Only one party in Virginia has a recent history of running candidates who engaged in what leftists have deemed irredeemable racism. The Washington Post pretended it was Republicans in the form of businessman Glenn Youngkin.

Those who followed the paper’s coverage throughout the season are likely well-acquainted with Youngkin’s pledge to ban critical race theory in schools, a form of systemic racism that indoctrinates students to see the entire world through a racial lens.

“Youngkin is using the critical race theory bogeyman to rile up the Trumpian base,” headlined a September editorial casting the Republican candidate’s crusade against racist education as itself, racist.

“There’s little mystery about what impels Mr. Youngkin’s false statements,” Post editors wrote after denying the presence of critical race theory in K-12 curriculums, despite the numerous examples Republicans have exposed. The paper indicted Youngkin’s motivation as “dovetail[ing] with national Republicans’ strategy of using the critical race theory bogeyman to foment racial resentments among the GOP’s heavily White voting base.”

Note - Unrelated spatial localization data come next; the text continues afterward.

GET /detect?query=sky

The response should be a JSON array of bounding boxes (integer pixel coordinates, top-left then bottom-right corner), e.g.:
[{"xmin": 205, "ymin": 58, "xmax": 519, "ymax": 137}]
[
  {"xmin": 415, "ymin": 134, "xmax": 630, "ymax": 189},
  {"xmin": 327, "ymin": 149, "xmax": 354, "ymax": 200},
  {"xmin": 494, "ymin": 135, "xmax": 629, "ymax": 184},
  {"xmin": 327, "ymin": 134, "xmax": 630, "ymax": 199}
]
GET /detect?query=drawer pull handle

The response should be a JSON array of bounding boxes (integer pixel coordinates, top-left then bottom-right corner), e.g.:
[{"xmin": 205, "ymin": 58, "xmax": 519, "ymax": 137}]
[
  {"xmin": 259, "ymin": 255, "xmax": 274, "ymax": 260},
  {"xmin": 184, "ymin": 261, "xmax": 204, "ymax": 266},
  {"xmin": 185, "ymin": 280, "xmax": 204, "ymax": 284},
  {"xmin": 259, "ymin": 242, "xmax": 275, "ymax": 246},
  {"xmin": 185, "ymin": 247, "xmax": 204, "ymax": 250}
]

The McAuliffe campaign talking point that critical race theory is not in schools is a lie, by the way, regurgitated by NPR and CNN as late as the morning of Election Day despite McAuliffe’s own Department of Education’s demand that teachers “embrace critical race theory.”

Another opinion piece published in the Post on Monday suggested that calling Youngkin’s campaign against state-sponsored racism in schools a “dog whistle” wasn’t going far enough.

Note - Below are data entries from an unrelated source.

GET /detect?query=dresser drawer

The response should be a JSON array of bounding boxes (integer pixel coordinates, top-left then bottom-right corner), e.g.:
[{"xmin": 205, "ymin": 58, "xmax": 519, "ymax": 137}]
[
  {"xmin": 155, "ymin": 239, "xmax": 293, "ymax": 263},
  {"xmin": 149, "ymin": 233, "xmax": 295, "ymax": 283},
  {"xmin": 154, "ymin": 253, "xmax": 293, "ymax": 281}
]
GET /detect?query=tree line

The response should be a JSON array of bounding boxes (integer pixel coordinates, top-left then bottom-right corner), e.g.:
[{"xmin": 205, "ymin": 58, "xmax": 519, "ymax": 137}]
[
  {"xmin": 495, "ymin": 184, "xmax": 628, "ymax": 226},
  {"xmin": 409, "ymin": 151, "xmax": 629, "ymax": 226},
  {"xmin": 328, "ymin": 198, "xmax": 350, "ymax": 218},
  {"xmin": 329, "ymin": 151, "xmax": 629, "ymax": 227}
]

“Youngkin has no secret agenda here,” Post columnist Paul Waldman insisted after citing Democrat candidate Terry McAuliffe’s charge that Youngkin is employing racist coded language. “[Youngkin] isn’t using subtle hints to appeal to a subset of the electorate while everyone else remains blissfully ignorant. We all know what he’s doing.”

In October, the Post ran a news piece that suggested Youngkin was “antisemitic” for mentioning George Soros and a “perspective” piece which lied about the candidate’s position on Toni Morrison’s book, “Beloved.”

Headlined, “Banning Toni Morrison’s books doesn’t protect kids. It just sanitizes racism,” the article accused Republicans of running a campaign to ban the Pulitzer Prize-winning work from classrooms along with any education on the history of slavery.

“In this instance, those who criticize ‘Beloved’ and want to ban what they call critical race theory claim that any works addressing the country’s history of racial inequality and violence pose a threat to impressionable young minds,” wrote Columbia literature Professor Farah Jasmine Griffin.

But Republicans, including Younkin, aren’t endorsing the erasure of history from classrooms — in stark contrast to the far-left revolutionaries engaged in the nationwide destruction of statues. Youngkin ran an ad attacking McAuliffe for twice vetoing bipartisan legislation as governor that would have given parents the choice to opt their children out of being assigned to read the sexually explicit text.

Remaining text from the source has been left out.